Abschnitt 3 – Verarbeitung personenbezogener Daten (§§ 25 - 49) → Unterabschnitt 2 – Maßnahmen der Datenerhebung (§§ 27 - 35)

Titel: Gesetz über die öffentliche Sicherheit und Ordnung in Mecklenburg-Vorpommern (Sicherheits- und Ordnungsgesetz - SOG M-V)
Normgeber: Mecklenburg-Vorpommern
Amtliche Abkürzung: SOG M-V
Gliederungs-Nr.: 2011-3
Normtyp: Gesetz

§ 35 SOG M-V – Ausschreibung zur polizeilichen Beobachtung und gezielten Kontrolle (9)

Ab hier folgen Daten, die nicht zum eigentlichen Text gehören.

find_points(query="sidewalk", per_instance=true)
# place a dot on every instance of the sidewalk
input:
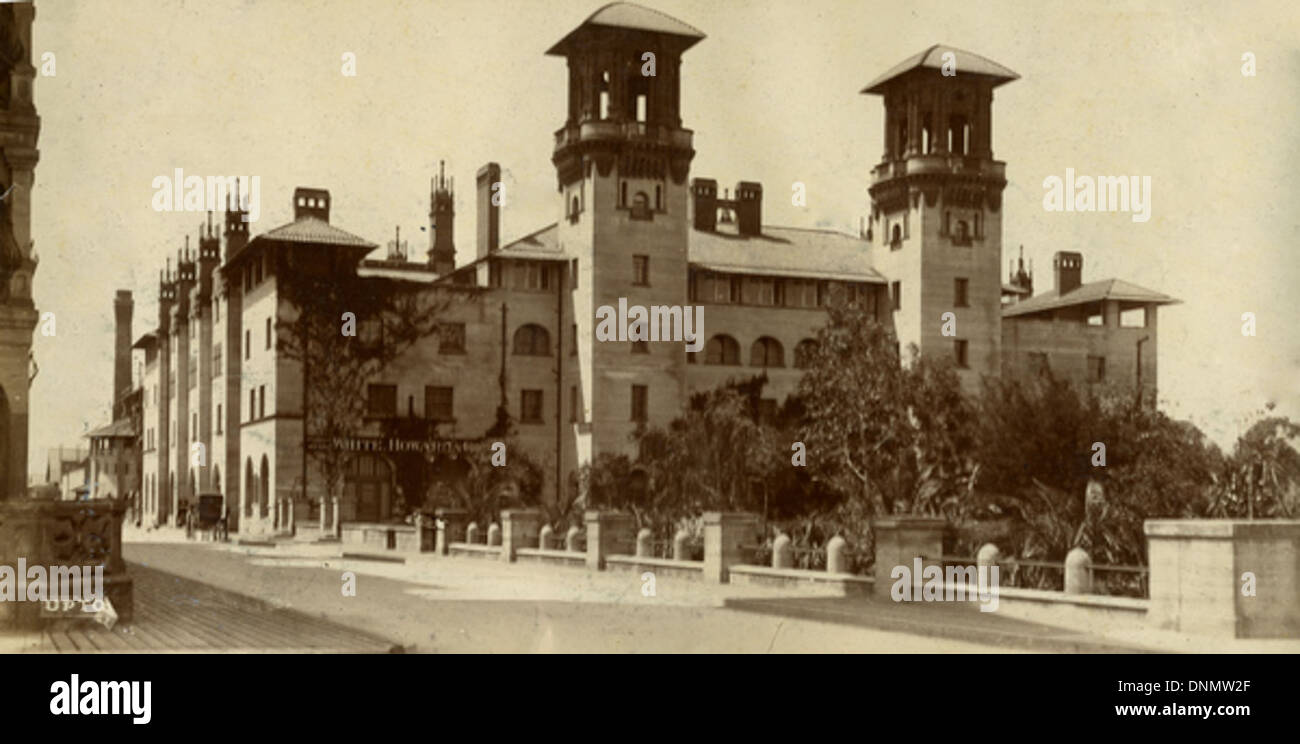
(178, 615)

(1) Die Polizei kann im Rahmen der Gefahrenabwehr personenbezogene Daten in einem Dateisystem speichern, damit andere Polizeibehörden Erkenntnisse über das Antreffen sowie über Personen nach § 27 Absatz 3 Nummer 2 bei Gelegenheit einer Überprüfung aus anderem Anlass übermitteln (Ausschreibung zur polizeilichen Beobachtung), sofern dies zur Abwehr einer im einzelnen Falle bevorstehenden Gefahr erforderlich ist. Die Maßnahme kann auch in den Fällen des § 67a Absatz 1 durchgeführt werden, sofern dies zur Abwehr einer im einzelnen Falle bevorstehenden Gefahr für Leib, Leben oder Freiheit einer Person oder den Bestand oder die Sicherheit des Bundes oder eines Landes erforderlich ist. Die hiervon umfassten personenbezogenen Daten sind insbesondere die Personalien einer Person sowie die amtlichen Kennzeichen, Identifizierungsnummern oder äußeren Kennzeichnungen der von ihr benutzten oder eingesetzten Kraftfahrzeuge, Wasserfahrzeuge, Luftfahrzeuge oder Container.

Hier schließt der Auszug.